Royal Air Force Air Chief Marshal (born 1957)

Air Marshal Sir Christopher Nigel Harper, (born 25 March 1957) is a senior Royal Air Force officer, who served as the UK Military Representative to NATO and the European Union from 2011 to 2013 and as Director General of the NATO International Military Staff from 2013 to 2016. He was previously Deputy Commander Allied Joint Force Command at Brunssum in the Netherlands (2009–11), and Air Officer Commanding No. 1 Group in the UK (2007–09).

==Education and personal==
Harper was educated at Alleyn's School in Dulwich and King's College London (MA, Defence Studies). He is married with one son and enjoys flying, shooting, running, riding motorcycles and gastronomy.

==Career==
Harper was commissioned as an acting pilot officer after winning the Sword of Honour at Initial Officer Training in 1976; he regraded to pilot officer the following year. He was promoted to flying officer in 1978; and posted to 41(F) Squadron in 1979 for his first tour on the SEPECAT Jaguar. Promoted to flight lieutenant in 1982, he served as a Qualified Weapons Instructor on the Jaguar with No. 31 and No. 14 Squadrons before an exchange tour with the Canadian Air Force flying the McDonnell Douglas CF-18 Hornet. He was promoted to squadron leader in 1986, and gained a Master of Arts in Defence Studies from King's College London in 1993. Promoted to wing commander in 1993, he returned to command No. 41(F) Squadron between 1994 and 1997; he was actively involved in operations over Bosnia during this period. Having been promoted to group captain at the end of this tour, he maintained his connection with the Jaguar force by returning to RAF Coltishall from 1999 to 2001 as Station Commander and Jaguar Force Commander. Throughout this period the Jaguar Force was involved in operations over Iraq. Harper was appointed a Commander of the Order of the British Empire in the 2002 New Year Honours List and later that year was Mentioned in Despatches for action while over Northern Iraq.
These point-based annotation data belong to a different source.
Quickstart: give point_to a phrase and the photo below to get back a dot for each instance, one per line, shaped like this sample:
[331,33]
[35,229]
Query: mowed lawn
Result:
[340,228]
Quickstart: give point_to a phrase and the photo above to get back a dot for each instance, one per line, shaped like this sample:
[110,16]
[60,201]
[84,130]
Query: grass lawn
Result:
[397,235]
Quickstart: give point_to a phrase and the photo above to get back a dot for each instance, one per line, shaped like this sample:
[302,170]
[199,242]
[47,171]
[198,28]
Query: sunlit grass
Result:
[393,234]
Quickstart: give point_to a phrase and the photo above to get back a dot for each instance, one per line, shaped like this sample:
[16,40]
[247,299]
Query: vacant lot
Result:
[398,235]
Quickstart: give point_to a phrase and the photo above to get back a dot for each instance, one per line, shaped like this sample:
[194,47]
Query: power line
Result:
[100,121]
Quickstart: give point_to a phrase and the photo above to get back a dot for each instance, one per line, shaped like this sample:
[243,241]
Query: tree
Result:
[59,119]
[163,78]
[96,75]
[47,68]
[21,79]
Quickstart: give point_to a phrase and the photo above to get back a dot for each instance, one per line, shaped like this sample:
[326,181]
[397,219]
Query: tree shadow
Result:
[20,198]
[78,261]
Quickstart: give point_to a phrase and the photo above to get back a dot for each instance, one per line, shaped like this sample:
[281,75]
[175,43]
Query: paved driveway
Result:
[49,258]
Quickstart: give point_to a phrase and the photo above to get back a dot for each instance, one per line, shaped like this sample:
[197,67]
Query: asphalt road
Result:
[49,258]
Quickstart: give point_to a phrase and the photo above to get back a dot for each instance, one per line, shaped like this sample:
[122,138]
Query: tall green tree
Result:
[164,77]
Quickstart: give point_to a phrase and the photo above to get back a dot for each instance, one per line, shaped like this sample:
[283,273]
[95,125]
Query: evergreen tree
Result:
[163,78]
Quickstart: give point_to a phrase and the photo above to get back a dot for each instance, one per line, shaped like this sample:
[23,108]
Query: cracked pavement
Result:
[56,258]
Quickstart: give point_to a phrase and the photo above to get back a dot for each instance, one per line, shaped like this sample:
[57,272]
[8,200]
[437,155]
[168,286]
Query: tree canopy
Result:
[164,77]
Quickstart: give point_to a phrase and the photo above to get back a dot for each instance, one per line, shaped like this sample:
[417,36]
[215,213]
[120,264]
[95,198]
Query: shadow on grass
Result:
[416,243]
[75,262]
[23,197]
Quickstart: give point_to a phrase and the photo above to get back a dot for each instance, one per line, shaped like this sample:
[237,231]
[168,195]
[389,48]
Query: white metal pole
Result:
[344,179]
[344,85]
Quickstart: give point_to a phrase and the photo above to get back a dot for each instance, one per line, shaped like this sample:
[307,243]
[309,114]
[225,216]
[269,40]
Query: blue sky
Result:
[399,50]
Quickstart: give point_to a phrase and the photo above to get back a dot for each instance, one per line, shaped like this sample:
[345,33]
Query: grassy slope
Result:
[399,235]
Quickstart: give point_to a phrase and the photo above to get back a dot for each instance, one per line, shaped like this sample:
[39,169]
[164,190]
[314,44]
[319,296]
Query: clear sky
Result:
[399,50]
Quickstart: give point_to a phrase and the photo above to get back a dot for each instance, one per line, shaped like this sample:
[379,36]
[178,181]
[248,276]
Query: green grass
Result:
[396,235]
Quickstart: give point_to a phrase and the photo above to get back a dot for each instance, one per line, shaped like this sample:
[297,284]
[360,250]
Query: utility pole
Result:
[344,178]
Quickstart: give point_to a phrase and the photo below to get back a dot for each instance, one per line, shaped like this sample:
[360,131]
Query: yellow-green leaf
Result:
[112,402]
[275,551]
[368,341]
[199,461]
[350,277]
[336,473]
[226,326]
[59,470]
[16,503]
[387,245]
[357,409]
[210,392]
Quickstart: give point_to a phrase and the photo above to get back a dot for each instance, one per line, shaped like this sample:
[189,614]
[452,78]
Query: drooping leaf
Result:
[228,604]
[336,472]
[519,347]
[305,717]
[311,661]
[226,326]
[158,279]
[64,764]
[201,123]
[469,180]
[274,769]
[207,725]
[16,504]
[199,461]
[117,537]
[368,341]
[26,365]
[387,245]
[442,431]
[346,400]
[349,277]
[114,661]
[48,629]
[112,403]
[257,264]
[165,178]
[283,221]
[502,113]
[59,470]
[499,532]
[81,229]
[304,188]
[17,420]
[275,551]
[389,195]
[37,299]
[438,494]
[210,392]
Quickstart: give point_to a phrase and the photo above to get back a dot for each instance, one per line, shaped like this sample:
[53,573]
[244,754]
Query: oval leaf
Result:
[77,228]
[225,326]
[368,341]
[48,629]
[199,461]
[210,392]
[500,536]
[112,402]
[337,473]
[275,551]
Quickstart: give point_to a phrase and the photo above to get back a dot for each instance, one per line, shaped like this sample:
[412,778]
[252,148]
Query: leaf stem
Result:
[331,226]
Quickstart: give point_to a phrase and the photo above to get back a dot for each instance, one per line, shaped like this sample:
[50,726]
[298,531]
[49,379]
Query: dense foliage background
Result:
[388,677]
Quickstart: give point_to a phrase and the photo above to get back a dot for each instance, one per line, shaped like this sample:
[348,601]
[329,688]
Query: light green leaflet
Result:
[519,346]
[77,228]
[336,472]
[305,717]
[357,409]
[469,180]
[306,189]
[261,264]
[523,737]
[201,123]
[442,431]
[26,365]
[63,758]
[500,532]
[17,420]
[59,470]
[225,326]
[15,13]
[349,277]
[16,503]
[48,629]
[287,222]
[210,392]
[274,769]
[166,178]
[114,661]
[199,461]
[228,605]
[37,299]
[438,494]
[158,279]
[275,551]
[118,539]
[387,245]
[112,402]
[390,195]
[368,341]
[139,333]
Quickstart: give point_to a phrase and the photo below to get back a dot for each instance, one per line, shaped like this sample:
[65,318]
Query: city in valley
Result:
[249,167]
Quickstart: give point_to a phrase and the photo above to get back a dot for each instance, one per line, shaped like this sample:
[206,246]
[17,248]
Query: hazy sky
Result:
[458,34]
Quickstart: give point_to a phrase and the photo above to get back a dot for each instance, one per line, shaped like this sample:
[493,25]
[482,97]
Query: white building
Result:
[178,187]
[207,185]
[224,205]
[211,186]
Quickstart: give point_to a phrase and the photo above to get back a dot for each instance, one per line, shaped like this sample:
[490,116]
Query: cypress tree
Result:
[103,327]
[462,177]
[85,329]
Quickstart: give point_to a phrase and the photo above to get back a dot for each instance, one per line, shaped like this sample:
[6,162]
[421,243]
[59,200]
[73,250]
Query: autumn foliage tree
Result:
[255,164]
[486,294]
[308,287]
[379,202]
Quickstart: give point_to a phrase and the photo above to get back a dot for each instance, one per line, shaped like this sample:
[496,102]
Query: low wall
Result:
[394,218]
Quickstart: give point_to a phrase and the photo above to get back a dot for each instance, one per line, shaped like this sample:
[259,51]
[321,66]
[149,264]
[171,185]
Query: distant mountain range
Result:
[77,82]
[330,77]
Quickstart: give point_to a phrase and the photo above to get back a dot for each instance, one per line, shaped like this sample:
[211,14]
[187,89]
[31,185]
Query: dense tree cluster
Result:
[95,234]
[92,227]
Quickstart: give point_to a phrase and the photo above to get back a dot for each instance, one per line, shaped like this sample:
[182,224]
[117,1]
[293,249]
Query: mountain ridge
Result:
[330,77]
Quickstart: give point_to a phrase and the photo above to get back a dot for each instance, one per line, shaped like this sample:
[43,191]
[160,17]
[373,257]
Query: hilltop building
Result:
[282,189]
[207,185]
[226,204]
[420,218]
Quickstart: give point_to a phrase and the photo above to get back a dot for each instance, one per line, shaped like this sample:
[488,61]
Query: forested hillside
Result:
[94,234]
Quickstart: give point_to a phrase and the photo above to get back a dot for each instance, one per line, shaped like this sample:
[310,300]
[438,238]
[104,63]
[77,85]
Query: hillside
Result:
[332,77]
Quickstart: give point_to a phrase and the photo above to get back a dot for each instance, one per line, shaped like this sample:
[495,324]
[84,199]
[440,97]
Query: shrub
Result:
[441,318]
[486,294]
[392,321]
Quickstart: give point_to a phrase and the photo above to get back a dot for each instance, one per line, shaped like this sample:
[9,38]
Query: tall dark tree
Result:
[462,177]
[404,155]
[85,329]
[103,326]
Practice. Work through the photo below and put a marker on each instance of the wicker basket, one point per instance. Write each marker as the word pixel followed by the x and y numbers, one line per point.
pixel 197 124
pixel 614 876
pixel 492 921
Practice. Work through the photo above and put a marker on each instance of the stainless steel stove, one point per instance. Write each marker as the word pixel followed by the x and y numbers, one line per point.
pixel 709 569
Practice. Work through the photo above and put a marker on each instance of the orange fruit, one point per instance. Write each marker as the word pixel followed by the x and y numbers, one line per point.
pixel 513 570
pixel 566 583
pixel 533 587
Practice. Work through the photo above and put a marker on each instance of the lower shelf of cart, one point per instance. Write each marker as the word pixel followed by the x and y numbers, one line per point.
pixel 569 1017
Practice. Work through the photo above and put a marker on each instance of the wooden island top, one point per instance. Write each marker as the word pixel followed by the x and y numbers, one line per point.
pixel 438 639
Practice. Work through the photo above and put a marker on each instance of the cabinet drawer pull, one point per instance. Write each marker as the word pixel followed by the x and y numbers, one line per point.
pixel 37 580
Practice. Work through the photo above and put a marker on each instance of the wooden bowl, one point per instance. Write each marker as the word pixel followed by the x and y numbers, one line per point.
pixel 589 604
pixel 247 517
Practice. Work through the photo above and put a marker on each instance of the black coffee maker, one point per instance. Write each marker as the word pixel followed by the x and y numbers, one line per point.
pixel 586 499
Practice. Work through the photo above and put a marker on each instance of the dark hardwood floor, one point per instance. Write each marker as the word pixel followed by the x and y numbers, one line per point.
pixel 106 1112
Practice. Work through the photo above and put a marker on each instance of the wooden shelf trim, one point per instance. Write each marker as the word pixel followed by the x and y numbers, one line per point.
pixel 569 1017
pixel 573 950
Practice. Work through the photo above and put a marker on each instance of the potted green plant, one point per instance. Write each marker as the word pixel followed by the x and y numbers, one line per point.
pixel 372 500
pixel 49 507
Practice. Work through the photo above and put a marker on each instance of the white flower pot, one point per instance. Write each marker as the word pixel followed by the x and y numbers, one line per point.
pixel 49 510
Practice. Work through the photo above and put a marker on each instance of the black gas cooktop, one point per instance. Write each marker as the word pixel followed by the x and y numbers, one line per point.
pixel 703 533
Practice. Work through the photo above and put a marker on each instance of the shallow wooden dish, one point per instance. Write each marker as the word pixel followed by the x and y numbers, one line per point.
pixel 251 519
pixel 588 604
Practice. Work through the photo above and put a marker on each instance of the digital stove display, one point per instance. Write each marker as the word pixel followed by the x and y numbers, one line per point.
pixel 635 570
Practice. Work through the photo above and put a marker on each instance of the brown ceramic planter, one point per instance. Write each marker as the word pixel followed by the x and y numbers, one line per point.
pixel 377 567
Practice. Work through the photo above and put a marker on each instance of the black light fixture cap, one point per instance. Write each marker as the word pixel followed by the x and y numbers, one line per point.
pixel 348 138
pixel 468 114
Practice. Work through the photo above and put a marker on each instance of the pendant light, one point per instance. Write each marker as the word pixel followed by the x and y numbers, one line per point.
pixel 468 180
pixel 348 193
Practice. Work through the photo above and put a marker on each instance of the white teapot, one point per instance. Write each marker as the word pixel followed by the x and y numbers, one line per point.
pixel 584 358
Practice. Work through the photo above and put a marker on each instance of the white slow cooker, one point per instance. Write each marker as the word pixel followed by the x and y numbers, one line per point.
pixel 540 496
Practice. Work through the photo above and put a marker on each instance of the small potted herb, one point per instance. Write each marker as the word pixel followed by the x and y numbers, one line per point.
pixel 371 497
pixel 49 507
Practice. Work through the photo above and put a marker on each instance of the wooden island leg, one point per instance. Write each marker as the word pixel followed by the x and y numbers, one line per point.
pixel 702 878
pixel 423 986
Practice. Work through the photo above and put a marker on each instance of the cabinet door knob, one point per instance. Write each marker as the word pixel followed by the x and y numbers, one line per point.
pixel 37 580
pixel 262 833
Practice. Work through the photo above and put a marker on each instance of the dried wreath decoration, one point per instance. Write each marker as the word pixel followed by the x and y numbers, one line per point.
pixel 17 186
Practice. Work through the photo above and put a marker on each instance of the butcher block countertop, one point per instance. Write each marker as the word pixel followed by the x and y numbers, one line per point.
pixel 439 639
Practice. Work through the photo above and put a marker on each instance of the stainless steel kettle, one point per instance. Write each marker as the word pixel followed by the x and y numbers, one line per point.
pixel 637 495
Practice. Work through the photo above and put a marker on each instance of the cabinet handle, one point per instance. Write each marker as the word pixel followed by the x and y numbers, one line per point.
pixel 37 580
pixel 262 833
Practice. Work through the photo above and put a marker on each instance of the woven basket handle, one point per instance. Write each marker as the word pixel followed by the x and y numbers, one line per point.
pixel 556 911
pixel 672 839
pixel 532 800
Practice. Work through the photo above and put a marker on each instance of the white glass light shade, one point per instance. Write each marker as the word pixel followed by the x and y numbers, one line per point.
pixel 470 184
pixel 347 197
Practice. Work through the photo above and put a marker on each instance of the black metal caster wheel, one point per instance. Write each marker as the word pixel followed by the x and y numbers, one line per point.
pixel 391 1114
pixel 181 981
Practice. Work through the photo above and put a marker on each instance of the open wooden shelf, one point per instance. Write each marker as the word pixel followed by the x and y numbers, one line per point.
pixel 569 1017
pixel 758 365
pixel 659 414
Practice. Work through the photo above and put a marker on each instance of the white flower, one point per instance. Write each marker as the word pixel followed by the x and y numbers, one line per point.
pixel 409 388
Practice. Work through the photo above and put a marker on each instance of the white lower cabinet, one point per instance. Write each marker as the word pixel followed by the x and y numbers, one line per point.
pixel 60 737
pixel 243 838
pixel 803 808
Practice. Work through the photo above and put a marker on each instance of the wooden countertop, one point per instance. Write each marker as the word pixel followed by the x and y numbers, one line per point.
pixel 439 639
Promoted to air commodore in 2002, Harper served as Air Commodore Typhoon at No. 1 Group, before becoming the first Director of Joint Commitments at the Ministry of Defence in 2004. Following promotion to air vice marshal in 2005, he was appointed Chief of Staff Operations at what became RAF Air Command. In 2007 he returned to No. 1 Group as Air Officer Commanding, following which he was promoted to air marshal and appointed Deputy Commander, NATO Allied Joint Force Command, Brunssum in March 2009.

Harper was appointed the UK Military Representative to NATO and the EU in March 2011 and promoted to Knight Commander of the Order of the British Empire in June 2011. He was elected to be the Director-General of the International Military Staff at NATO Headquarters in Brussels on 24 July 2013. He handed over his command of the International Military Staff to Lieutenant General Jan Broeks in July 2016.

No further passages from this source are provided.